"What are you doing?" asks FBI analyst Raven Ramirez. It's a very good question.
"I think better when I talk it out in rhyme," replies Nelson, who is four feet tall, looks about 12 years old and is played by former child rap star Lil Bow Wow.
This scene, with its crass ethnic stereotypes and absurd technological jargonese, plays out near the end of episode one of CSI: Cyber, the latest in the CSI: Crime Scene Investigation franchise. Having exhausted all American cities, creator Anthony E. Zuiker turned to the internet, Earth's final frontier, for CSI: Cyber.
The show had its New Zealand debut on Prime on Sunday, and it brought one of the most enjoyably silly episodes I've watched in quite some time.
This might have been down to the residual horrors associated with enduring hour after harrowing hour of X Factor NZ just prior, but I think there's more to CSI: Cyber's charms than just "not the X Factor".
It's crammed full with very famous and quite good actors doing their tour of paycheque duty -- that Faustian pact of a period where they exchange much of their best years and remaining credibility for more money than God.
There's James Van Der Beek, formerly Dawson, but now away from the Creek and shooting snipers on motorcycles. Close behind: Patricia Arquette, demanding DNA samples from the nipples of nursing mothers, the Oscar she earned over 12 hard years for Boyhood weeping quietly in the background.
Back at the office, Peter MacNicol, aka mad old John Cage from Ally McBeal, looking pensive.
"Those poor parents," he sighs. "They buy a babycam to protect their child. That's the very thing that gets him abducted."
What a line! That's the core of the first episode, which involves live international baby auctions. What separates this from your regular live international baby auction is that it's happening online - the hackers are stealing babies to order after peeking in on them over the internet.
They've taken over baby cameras supplied by a callous corporate called Natalcam, which knew there was a glitch in their source code and just didn't care enough to fix it.
"You thought patch-and-pray was gonna make this problem go away?" says agent Krumitz to a terrified code monkey at Natalcam. Yes he did, and now the Cyber Crime Division of the FBI is going to have to take out the trash.

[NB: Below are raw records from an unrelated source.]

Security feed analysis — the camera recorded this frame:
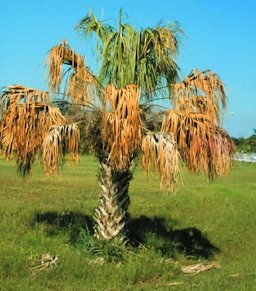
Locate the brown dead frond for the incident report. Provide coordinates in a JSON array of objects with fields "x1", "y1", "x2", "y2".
[
  {"x1": 1, "y1": 86, "x2": 67, "y2": 175},
  {"x1": 162, "y1": 111, "x2": 234, "y2": 179},
  {"x1": 142, "y1": 133, "x2": 180, "y2": 191},
  {"x1": 47, "y1": 41, "x2": 103, "y2": 104},
  {"x1": 172, "y1": 70, "x2": 226, "y2": 125},
  {"x1": 103, "y1": 85, "x2": 141, "y2": 169},
  {"x1": 1, "y1": 85, "x2": 50, "y2": 108},
  {"x1": 42, "y1": 123, "x2": 80, "y2": 174}
]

The hackery nature of the kidnapping brings it to the attention of Arquette's special agent Avery Ryan, PhD (because fake PhDs are free). She has no children herself, but "knows what it's like to be violated", she tells the panicked mother of poor kidnapped baby Caleb. It turns out this violation was the hacking-related loss of patient files 20 years ago, which doesn't seem quite on the same level, but nonetheless will become the long-running "motivator" plotline to run behind our lurid cybercrime-of-the-week.
Eventually Nelson cracks the 20-character encryption code, but not before the following events go down: an affair is uncovered; a hillbilly corpse is revealed to be smuggling drugs in her implants; a video game system is used to threaten Caleb's life, then locate the kidnappers; and, finally, baby Caleb is rescued from a submerged car by a diving Dawson (you can't keep him out of the creek, see), before Arquette performs baby-CPR.
So much plot! So many famous faces disgracing themselves! And so many magnificently terrible lines, delivered with extraordinary seriousness.
That's the CSI formula, one which has grown more than a little stale lately. But for some reason the flimsy digital filter applied to this particular branch of the franchise has brought this cold case to life, and early signs suggest CSI: Cyber might be dumbly brilliant television.